While listed as an amateur, the fiercely competitive Simson plays like a pro, one who has stroked his way into the 2010 North Carolina Sports Hall of Fame.
The key? Composure, savvy and skill, especially that touch around the greens.
“It’s what you do once you arrive (after the drive) that determines the men from the boys,’’ said Simson, the only man to win the North Carolina, Carolinas and Carolinas Mid Amatuers in the same year.
Getting better with age, Simson is still doggedly chasing one elusive goal — a USGA championship. He has competed in 46 of those events, including at least one for 25 consecutive years.
It all started in 1960 in Chatham, N.J., where he tagged along to Fairmount Country Club with his mother (Jane) and father (George).
“I loved [golf] from the outset,,’’ said Simson, who also played on three state high school soccer championship teams.
But he got the biggest kick out of making birdies and busting par. So Simson walked on the golf team at the University of New Mexico, earned All-America honors his senior year, and graduated with degrees in business and geography.
After a successful stint on mini tours, he missed qualifying for the PGA circuit by one stroke and regained his amateur status in 1978. (At age 50, he missed making the Champions Tour by two shots).
But Simson, who has played with Tiger Woods, Nick Faldo and Stewart Cink, remained undaunted and kept winning amateur titles.
“I’ve been able to work, make a decent living and have much more time with my family (Wife Chris, son Phillip),’‘ said Simson, an affable man with a big smile.
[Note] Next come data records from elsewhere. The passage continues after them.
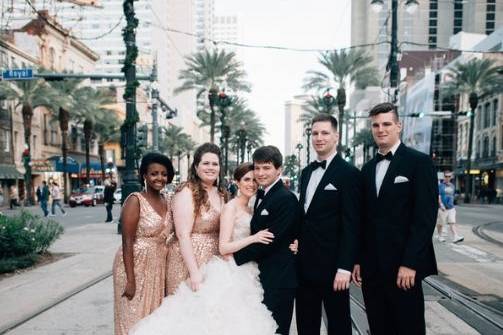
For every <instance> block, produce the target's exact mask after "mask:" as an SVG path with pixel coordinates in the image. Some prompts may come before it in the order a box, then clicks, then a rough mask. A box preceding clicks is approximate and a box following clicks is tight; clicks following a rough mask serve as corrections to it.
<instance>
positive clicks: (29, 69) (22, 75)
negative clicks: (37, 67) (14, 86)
mask: <svg viewBox="0 0 503 335" xmlns="http://www.w3.org/2000/svg"><path fill="white" fill-rule="evenodd" d="M2 78H3V80H30V79H33V69H14V70H5V71H3V72H2Z"/></svg>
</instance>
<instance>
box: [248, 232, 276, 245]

When Simson moved to Raleigh in 1979, he started playing more seriously again. After failing to win in his first 20 CGA starts, he broke through in 1990 by capturing the first of back-to-back Carolinas Mid Amateurs.
But maybe his most treasured triumph and “pressure packed” moment came in the drama-drenched, 1995 North-South semifinals. Simson, whose resume includes a career-low round of 62 and 10 aces (one more than his mother), needed to sink a 12-foot putt on the 18th green to stay alive against Robert Floyd.
Adhering to caddie-son Phillip’s advice on how the putt would break, Simson curled the ball into the cup, then conquered Floyd at the 20th hole. Next day he won the coveted crown.
No wonder Simson’s often called “Champ.” The label fits — just like his straw hat.